Tidak hanya itu pelumpuhan hak asasi itu. Melalui pengesahan UU Omnibus Law (OL), rezim juga sejatinya “membantai” hak sosial-ekonomi masyarakat pekerja yang menjadi tulang punggung keluarga dan pelaku ekonomi kelas menengah ke bawah. Bahkan, UU OL juga meloyokan hak-hak dan kewenangan pemerintahan daerah (Pemda). Dan pemaksaan UU OL sejatinya merupakan kelakuan kekuasaan yang lebih mengendepankan kepentingan oligarki dibanding kepentingan masyarakat. Panorama UU OL mencerminkan tiadanya empati kepada rakyat dan cita-cita luhur negara, yakni kemakmuran bagi seluruh rakyat secara berkeadilan.

Tentu, akan bermunculan kasus “penodaan” rezim kepada rakyat jika dirinci lebih detail. Yang menarik untuk kita kritisi adalah penjebolan benteng Mahkamah Konstitusi (MK) yang memberi “karpet merah” kepada putera “mahkota” sehingga bisa masuk dalam kontestasi pemilihan presiden. Putusan yang mengakomodasi “anak haram konstitusi” tak mungkin terjadi tanpa cawe-cawe istana, ipar Ketua MK aktif saat itu: Anwar Usman (AU).

Yang perlu kita catat, persoalan pelanggaran etik yang cukup berat ini tidak terhenti pada wilayah MK. Tapi, menjadi jalan menuju embrio desain pembangunan politik dinasti. Semakin jelas-jelas penabrakannya secara konstitusi ketika kita melihat motif besar politik dinasti yang dibangun. Yaitu upaya memperpanjang kekuasaan incumbent, yang sudah berkuasa dua periode. Niat ini jelaslah bertentangan dengan Pasal 7 UUD 1945. Karenanya, niat dan atau manuver politik yang mengarah pada perpanjangan masa jabatan presiden sejatinya merupakan tindakan terencana melanggar konstitusi.

Sejarah mencatat, Pasal 7 UUD 1945, pernah menorehkan sejarah “hitam”, karena tiadanya pembatasan masa jabatan, meski berdalih “dapat dipilih kembali” oleh MPR setelah habis periodenya. Sejarah hitam inilah yang mendorong gerakan reformasi dan berdampak pada keberakhiran pemimpin Orde Baru. Anehnya, rezim now berusaha mengotak-atik Pasal 7 UUD 1945 itu, meski – karena kegagalan menuvernya – kini dia hadirkan putera sulungnya.
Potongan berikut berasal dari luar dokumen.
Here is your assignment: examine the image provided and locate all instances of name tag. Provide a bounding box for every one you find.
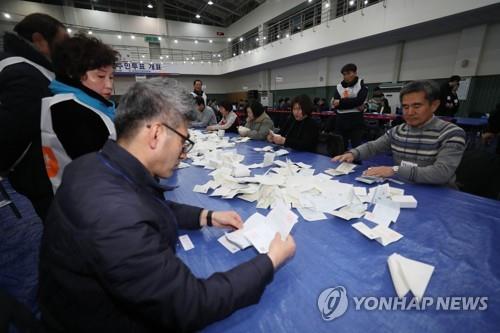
[400,161,418,167]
Dan inilah embriotik politik dinasti, yang sejatinya mengkhianati cita-cita dan amanat reformasi.

Jika kita cermati secara komparatif, politik dinasti is okay. Setiap keluarga berhak untuk menentukan pilihan hidupnya, di antaranya politik. Tapi, haruslah melalui prosedur normal. Bukan dengan cara menabrak kanan-kiri yang merusak sendi-sendi fundamental kehidupan berbangsa dan bernegara. Sementara, politik dinasti yang dirancang rezim now masa bodoh dengan aturan hukum dan etika. Inilah yang tak boleh dibiarkan.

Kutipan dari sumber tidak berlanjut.